17 Mayıs 2020 00:32

Diriliş yani savaş amentüsü

Diriliş yani savaş amentüsü

Fotoğraf: Envato

Paylaş

İstanbul Gençlik ve Spor İl Müdürlüğünün Sezai Karakoç’un “Diriliş Neslinin Amentüsü” kitabını satın aldığı ve dağıttığı geçenlerde ortaya çıktı. İlk sekiz bölümü 1975’de, son bölümleri ise 1976’da yayımlanmış bu kitaba neden bu kadar ilgi gösterildiğini merak edebilirsiniz. Bu ilginin nedenini hemen birinci sayfada bulabiliriz:

Kendimin bir diriliş eri olduğuma inanıyorum.
Bir Diriliş Cephesi bulunduğuna ve kendimin de o cephede bir savaş adamı olduğuma, olmam gerektiğine inanıyorum.
Bu nasıl bir savaştır? Topla, tüfekle, bombayla, molotof kokteyli veya füze, nükleer silâh veya gazla yapılan savaş olmaktan önce ve öte, bir ruh savaşıdır.

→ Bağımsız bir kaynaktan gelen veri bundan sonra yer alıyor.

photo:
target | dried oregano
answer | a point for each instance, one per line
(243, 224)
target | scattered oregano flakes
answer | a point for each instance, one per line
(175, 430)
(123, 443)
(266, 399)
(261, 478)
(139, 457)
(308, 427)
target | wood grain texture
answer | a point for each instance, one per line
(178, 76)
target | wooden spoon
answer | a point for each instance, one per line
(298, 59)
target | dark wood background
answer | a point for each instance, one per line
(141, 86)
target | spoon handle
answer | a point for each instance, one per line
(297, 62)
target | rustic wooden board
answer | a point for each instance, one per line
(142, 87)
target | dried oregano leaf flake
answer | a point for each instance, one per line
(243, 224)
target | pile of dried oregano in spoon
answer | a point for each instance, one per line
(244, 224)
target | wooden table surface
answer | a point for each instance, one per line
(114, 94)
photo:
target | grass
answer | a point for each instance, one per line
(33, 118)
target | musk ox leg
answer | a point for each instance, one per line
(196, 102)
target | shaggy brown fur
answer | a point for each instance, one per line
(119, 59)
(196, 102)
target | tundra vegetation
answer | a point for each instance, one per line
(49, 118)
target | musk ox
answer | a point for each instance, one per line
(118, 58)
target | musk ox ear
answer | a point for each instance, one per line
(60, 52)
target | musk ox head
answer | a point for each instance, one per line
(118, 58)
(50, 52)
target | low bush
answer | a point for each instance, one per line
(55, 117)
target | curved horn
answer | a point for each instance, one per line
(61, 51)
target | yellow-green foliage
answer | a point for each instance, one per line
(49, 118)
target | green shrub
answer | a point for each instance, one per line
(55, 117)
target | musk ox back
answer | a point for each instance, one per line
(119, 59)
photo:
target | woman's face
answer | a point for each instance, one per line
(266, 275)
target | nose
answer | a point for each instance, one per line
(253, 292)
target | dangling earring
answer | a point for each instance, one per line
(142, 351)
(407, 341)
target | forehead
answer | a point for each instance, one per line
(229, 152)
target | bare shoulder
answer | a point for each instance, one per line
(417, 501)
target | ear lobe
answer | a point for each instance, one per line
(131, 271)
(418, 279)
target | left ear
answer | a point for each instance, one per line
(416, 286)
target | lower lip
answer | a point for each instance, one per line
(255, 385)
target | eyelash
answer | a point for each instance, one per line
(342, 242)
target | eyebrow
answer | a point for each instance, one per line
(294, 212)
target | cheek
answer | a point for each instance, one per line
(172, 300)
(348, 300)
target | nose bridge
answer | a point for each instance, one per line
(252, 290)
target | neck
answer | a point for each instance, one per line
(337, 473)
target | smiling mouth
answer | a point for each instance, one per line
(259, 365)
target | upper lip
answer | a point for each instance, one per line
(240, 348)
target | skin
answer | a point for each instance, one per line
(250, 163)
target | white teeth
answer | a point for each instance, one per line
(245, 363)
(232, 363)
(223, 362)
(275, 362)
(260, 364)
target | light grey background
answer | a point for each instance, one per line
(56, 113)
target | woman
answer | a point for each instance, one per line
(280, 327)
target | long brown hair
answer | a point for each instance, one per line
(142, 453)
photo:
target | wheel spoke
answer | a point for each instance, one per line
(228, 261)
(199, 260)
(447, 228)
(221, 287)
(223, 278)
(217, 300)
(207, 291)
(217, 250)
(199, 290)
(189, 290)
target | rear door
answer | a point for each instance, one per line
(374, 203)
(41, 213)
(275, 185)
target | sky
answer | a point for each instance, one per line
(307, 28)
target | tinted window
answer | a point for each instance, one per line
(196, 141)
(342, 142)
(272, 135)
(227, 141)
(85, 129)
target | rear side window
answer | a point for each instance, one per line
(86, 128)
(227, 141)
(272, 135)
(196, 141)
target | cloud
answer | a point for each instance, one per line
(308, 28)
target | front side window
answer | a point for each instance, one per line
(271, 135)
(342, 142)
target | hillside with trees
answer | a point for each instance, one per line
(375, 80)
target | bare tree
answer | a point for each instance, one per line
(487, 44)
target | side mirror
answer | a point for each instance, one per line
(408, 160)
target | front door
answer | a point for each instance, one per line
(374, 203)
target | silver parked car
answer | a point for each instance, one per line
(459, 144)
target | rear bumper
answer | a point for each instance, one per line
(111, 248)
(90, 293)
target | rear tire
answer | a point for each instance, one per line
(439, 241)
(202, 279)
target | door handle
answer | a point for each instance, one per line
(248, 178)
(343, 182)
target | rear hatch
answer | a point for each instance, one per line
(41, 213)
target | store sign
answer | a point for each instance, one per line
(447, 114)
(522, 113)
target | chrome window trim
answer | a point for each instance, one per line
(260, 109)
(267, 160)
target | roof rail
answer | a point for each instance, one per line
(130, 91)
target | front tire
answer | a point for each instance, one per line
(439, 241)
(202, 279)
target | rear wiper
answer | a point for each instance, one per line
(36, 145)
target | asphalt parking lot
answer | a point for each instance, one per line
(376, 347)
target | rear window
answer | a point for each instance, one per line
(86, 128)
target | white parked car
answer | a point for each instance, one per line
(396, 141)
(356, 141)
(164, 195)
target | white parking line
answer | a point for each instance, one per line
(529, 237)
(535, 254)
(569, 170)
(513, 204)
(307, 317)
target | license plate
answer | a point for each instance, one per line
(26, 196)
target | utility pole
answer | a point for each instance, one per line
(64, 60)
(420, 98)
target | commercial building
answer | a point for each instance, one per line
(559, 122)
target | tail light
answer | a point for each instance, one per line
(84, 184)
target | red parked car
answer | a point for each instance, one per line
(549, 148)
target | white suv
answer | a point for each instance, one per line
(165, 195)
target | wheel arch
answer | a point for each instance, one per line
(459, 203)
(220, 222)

Ruhlar arasında olan bir savaştır. Bu savaşlarda bedenlerden, maddî vücutlardan önce ruhlar, mânevi vücutlar, yani varoluşlar düşer, tutsak olur, yenilgiye uğrar. Ya da tersine düşürür, tutsak eder, yenilgiye uğratır.
Bu bir zihniyet savaşıdır. Karayla akın savaşıdır.
Bu bir hayat tarzı, dünya görüşü, yani bir medeniyet savaşıdır.
Bedenimin, maddî vücudumun, benliğimin özü olan ruhumun bir aleti, bir kemanı, bir silâhı, bir donatımı olduğuna inanıyorum.
Düşmanı 12’den vurmak için kullanılan bir silâh.

Gençlik ve Spor İl Müdürlüğünün, yani tek adam rejiminin kitaba ilgisini anlamak kolay. Amaçları belli. Gençleri bir “Diriliş Cephesi” olduğuna ve bu cephenin kutsal bir savaş yürüttüğüne inandırmak istiyorlar. Savaşın tarafları belli: Ak ve kara. Her gencin “AK” tarafta yer alması ve kendisini sürmekte olan savaşta görev alan, “Düşmanı tam 12’den vuracak” bir silah olarak görmesini sağlamak.

Bu bir “medeniyet savaşı”; yani Müslüman olanlar ve bu medeniyetten olmayanların savaşı. Tam rejimin istediği türde, kutuplaştırıcı ve düşmanlık üreten basit bir kurgu. Hakikate uyanlar, yani Müslümanlar, yani sağcılar, yani haklı olanlar. Düşman tanımı gayet geniş: Karşı çıkanlar. Kötüler zaten kitapta yazılıymış: Onlar gavur, onlar tanrıtanımaz, onlar şeytana uyanlar. Onlar, “uğursuz topluluk” olarak tanımlanmış solcular.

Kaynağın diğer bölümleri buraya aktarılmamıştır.